The event, which is open to all those who live in the Barron Park neighborhood, is the latest in a series of Barron Park Association-sponsored diversity activities, which strive to share the cultures of new immigrants with their neighbors and build community. It will include a henna booth, Indian music, dance, food and chai, and plenty of good spirits during the three-hour event that starts at 2 p.m. at Barron Park Elementary School.
Beyond observing a tradition, the Barron Park festival has taken on a broader significance for its organizers.
"I've been here six years, and we didn't know each other," Nita Ganapathi said of the 12 to 14 people on the Diwali committee. But just working together as organizers is enabling them to form relationships, within and without the Indian community.
Committee member Lydia Kou agreed.
"I've learned about their culture. They are very giving people. I've just enjoyed the friendship, rather than walking by with a solemn 'Hello,'" she said. "And they know how to party."
Ganapathi and fellow committee member Jaya Pandey smiled.
"We break into a dance at the drop of a hat," Ganapathi said.
Diwali marks the start of the Indian new year and takes place after the fall harvest. Its traditions date back to at least the mid-first millennium A.D., according to scholars. It celebrates the three aspects of the feminine: power, wisdom and abundance, Ganapathi said. And it is about cleansing the negativity inside oneself.
Pandey said Diwali is preceded by Navratri (also known as Navrathri), which goes on for nine nights and 10 days. Navratri is a time to pay homage and respect to ancestors and to the Divine Mother Durga -- the mother of the universe. A large lamp stays lit for all nine days, worshiping the nine forms of Devi, the female goddess.
"It is a light to the sky, to the heavens," Ganapathi said.
Hindus then celebrate Diwali for five nights. The main celebration typically occurs on the new moon, the darkest night, in late October or in November. Every state in India has a variation on Diwali, Pandey and Ganapathi said.
People clean and repair their homes and businesses and add colorful decorations. They honor important relationships and friendships.
Lights -- from hundreds to thousands -- fill every room and are kept burning throughout all of the days of the festival. On other festival days, there are special bathing rituals in some regions, and women decorate their hands with henna, the symbols of which are thought to bring blessings and protection.

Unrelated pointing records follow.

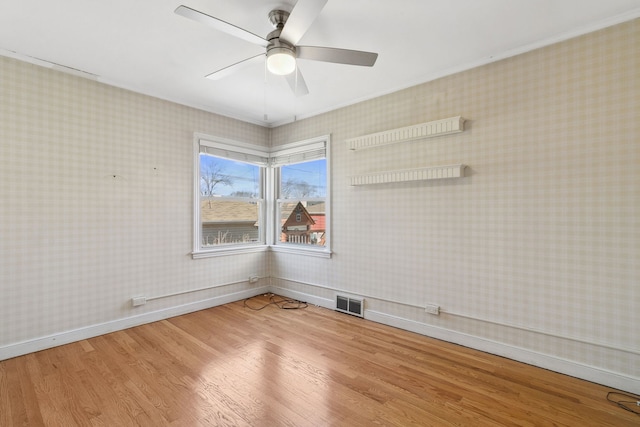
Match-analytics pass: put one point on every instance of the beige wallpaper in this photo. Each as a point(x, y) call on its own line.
point(538, 246)
point(96, 203)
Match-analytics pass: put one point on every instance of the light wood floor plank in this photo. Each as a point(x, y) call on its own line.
point(233, 366)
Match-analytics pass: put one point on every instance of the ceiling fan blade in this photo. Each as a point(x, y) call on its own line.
point(220, 25)
point(226, 71)
point(301, 18)
point(340, 56)
point(297, 83)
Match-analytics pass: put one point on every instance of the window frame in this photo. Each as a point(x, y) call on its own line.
point(298, 148)
point(239, 150)
point(268, 215)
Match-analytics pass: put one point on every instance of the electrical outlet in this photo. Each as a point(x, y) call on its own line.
point(432, 309)
point(137, 301)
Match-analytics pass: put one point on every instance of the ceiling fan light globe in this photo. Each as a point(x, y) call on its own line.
point(281, 61)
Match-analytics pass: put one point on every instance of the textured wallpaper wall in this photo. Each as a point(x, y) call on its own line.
point(96, 203)
point(538, 246)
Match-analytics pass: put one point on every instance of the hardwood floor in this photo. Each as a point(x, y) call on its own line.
point(233, 366)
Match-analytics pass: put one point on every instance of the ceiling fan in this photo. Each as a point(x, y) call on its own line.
point(281, 44)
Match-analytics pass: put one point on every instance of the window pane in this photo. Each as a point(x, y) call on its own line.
point(224, 177)
point(230, 203)
point(304, 180)
point(303, 222)
point(229, 221)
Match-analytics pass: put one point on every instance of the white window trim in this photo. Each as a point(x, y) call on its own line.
point(270, 202)
point(222, 250)
point(272, 236)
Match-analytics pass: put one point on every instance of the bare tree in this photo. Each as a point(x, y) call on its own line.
point(211, 176)
point(296, 188)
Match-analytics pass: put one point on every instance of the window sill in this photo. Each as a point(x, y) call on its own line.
point(231, 250)
point(301, 250)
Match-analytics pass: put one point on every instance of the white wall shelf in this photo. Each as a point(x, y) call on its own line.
point(420, 131)
point(420, 174)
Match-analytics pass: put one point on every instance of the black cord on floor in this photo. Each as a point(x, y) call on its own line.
point(281, 303)
point(625, 401)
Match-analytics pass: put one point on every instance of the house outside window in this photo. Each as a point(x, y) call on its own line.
point(301, 191)
point(229, 182)
point(249, 198)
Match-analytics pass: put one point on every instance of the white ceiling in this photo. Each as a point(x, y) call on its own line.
point(142, 45)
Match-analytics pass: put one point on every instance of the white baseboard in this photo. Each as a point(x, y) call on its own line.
point(42, 343)
point(567, 367)
point(589, 373)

The third night of Diwali honors Lakshmi, the goddess of material and spiritual wealth, fortune and prosperity. People dress in their finest or new clothes and jewelry and open their doors and windows, lighting the way with lights and lanterns for Lakshmi to enter and bring prosperity.
The new clothes and cleaned homes and businesses also signify life's transitory nature, Pandey said.

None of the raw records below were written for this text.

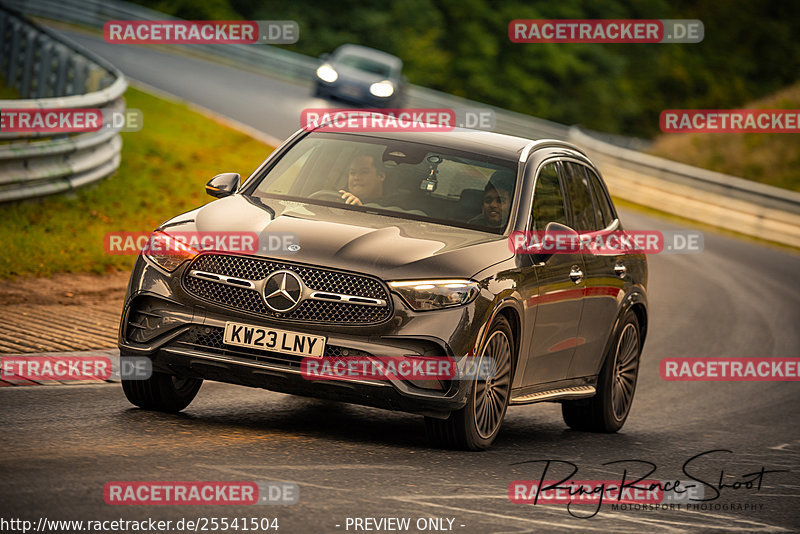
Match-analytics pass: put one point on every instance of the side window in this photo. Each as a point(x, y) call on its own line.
point(583, 217)
point(601, 198)
point(548, 202)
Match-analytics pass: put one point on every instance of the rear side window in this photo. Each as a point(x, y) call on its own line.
point(601, 198)
point(580, 197)
point(548, 201)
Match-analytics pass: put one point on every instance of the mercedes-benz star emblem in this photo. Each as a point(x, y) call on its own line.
point(282, 291)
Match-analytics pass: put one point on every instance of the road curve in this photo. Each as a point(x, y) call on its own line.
point(736, 298)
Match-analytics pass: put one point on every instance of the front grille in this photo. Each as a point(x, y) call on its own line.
point(314, 311)
point(209, 339)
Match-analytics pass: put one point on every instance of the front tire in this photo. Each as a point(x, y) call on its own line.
point(609, 408)
point(475, 426)
point(162, 392)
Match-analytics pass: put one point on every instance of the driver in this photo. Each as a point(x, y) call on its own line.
point(364, 181)
point(497, 196)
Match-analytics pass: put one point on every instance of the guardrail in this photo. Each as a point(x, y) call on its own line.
point(51, 72)
point(713, 198)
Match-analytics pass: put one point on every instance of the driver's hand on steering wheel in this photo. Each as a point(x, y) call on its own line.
point(350, 198)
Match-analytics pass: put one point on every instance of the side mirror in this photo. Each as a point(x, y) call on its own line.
point(223, 185)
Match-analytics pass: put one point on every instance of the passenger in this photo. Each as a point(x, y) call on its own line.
point(497, 197)
point(365, 180)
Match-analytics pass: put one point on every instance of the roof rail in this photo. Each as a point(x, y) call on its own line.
point(546, 143)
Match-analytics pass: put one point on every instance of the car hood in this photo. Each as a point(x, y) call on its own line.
point(387, 247)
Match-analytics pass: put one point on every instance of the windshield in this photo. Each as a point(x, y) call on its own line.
point(397, 178)
point(365, 64)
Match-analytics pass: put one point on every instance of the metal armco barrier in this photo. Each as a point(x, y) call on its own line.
point(50, 72)
point(697, 194)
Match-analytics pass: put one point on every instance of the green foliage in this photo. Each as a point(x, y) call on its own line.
point(163, 172)
point(462, 47)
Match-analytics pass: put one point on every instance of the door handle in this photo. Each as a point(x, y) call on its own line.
point(575, 274)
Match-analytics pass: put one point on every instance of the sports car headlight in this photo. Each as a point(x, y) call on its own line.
point(326, 73)
point(382, 89)
point(167, 252)
point(436, 294)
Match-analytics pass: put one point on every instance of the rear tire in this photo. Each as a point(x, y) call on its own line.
point(609, 408)
point(475, 426)
point(162, 392)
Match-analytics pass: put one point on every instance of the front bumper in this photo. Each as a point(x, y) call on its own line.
point(184, 337)
point(355, 93)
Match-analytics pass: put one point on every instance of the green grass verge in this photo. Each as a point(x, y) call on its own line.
point(703, 227)
point(164, 168)
point(769, 158)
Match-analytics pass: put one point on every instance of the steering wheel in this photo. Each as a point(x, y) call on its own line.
point(326, 194)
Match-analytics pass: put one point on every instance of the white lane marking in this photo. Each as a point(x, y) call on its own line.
point(312, 467)
point(665, 524)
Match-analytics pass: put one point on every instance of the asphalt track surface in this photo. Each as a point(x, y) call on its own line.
point(59, 445)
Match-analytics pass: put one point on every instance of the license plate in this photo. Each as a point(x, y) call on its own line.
point(351, 90)
point(284, 341)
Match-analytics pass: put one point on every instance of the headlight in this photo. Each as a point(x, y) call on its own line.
point(382, 89)
point(167, 252)
point(326, 73)
point(435, 294)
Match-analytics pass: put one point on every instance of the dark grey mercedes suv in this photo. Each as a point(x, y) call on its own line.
point(400, 248)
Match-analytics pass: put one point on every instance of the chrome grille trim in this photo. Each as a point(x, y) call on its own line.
point(230, 280)
point(328, 296)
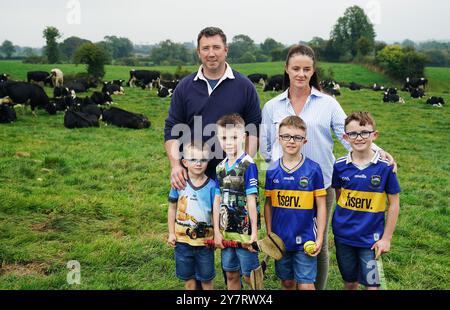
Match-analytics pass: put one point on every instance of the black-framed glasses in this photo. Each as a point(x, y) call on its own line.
point(197, 160)
point(354, 134)
point(296, 138)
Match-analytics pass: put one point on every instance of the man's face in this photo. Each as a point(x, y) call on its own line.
point(212, 52)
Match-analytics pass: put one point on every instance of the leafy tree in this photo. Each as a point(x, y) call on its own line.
point(51, 34)
point(350, 27)
point(94, 56)
point(70, 45)
point(241, 45)
point(7, 48)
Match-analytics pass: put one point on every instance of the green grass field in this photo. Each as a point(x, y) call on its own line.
point(99, 195)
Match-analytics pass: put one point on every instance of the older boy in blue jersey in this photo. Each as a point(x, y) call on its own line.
point(363, 183)
point(189, 220)
point(235, 207)
point(295, 206)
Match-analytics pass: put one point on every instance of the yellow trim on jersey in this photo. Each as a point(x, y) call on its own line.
point(291, 199)
point(362, 201)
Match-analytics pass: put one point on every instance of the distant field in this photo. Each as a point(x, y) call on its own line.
point(99, 195)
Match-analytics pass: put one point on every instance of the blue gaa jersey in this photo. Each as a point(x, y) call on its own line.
point(292, 193)
point(358, 219)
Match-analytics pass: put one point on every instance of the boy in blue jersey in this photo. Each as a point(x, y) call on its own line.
point(190, 220)
point(236, 206)
point(295, 206)
point(363, 182)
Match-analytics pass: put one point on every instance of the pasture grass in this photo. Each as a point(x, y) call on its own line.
point(99, 195)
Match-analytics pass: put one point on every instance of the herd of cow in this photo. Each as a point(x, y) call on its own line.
point(415, 86)
point(85, 112)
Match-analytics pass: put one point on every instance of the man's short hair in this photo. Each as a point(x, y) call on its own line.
point(233, 119)
point(364, 118)
point(211, 32)
point(293, 121)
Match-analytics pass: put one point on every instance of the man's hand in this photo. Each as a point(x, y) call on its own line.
point(178, 177)
point(386, 156)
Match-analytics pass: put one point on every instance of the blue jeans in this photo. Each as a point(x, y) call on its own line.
point(357, 264)
point(234, 259)
point(297, 265)
point(194, 262)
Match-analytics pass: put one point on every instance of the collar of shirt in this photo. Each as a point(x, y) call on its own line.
point(227, 75)
point(314, 93)
point(374, 159)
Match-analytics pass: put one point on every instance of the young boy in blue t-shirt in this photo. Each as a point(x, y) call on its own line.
point(363, 182)
point(295, 207)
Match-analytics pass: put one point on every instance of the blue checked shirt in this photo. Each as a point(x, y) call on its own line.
point(320, 113)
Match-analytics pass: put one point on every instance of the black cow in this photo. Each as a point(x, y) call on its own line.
point(275, 83)
point(7, 114)
point(77, 119)
point(112, 89)
point(145, 78)
point(354, 86)
point(40, 76)
point(122, 118)
point(258, 78)
point(417, 93)
point(23, 93)
point(411, 83)
point(435, 101)
point(330, 87)
point(101, 98)
point(392, 98)
point(376, 87)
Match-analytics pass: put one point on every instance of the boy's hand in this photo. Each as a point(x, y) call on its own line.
point(317, 249)
point(381, 246)
point(172, 240)
point(218, 240)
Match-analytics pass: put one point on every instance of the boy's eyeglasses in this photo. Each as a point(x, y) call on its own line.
point(364, 134)
point(289, 137)
point(197, 161)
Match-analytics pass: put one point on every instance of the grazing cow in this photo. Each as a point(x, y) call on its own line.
point(275, 83)
point(122, 118)
point(23, 92)
point(39, 76)
point(258, 78)
point(76, 119)
point(417, 93)
point(331, 87)
point(435, 101)
point(354, 86)
point(112, 89)
point(7, 114)
point(57, 77)
point(376, 87)
point(101, 98)
point(392, 98)
point(411, 83)
point(146, 78)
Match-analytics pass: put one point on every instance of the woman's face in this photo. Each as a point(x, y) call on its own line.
point(300, 69)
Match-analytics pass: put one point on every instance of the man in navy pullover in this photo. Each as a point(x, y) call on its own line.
point(201, 98)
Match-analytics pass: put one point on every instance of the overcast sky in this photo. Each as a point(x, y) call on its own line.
point(151, 21)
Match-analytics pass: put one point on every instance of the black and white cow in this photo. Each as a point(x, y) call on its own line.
point(39, 76)
point(258, 78)
point(112, 89)
point(122, 118)
point(144, 78)
point(436, 101)
point(275, 83)
point(24, 93)
point(392, 98)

"Everything is impermanent. You don't have to possess things," she said.
In the two days following the main celebration, spouses celebrate their mutual love and devotion and siblings celebrate their loving relationships.
Ganapathi said that Diwali also offers a sense of continuity.
"All of the generations get together, and it's a way to pass on the culture," she said.
For expatriates like Ganapathi and Pandey, handing down traditions to younger generations can be somewhat problematic because, in a sense, the elder generation is stuck in a time capsule, Ganapathi said.
"What we did 20, 30, 40 years ago, we're stuck in that," she said of traditions they've imported to the United States. But in India, the culture is continually growing -- assimilating both the ancient and the modern.
"It continually accepts new things into it," she said.
It's the universal values -- the concepts of love, devotion, friendship and neighborliness -- celebrated in Diwali that remain constant, they said. And ultimately, that's what they hand down.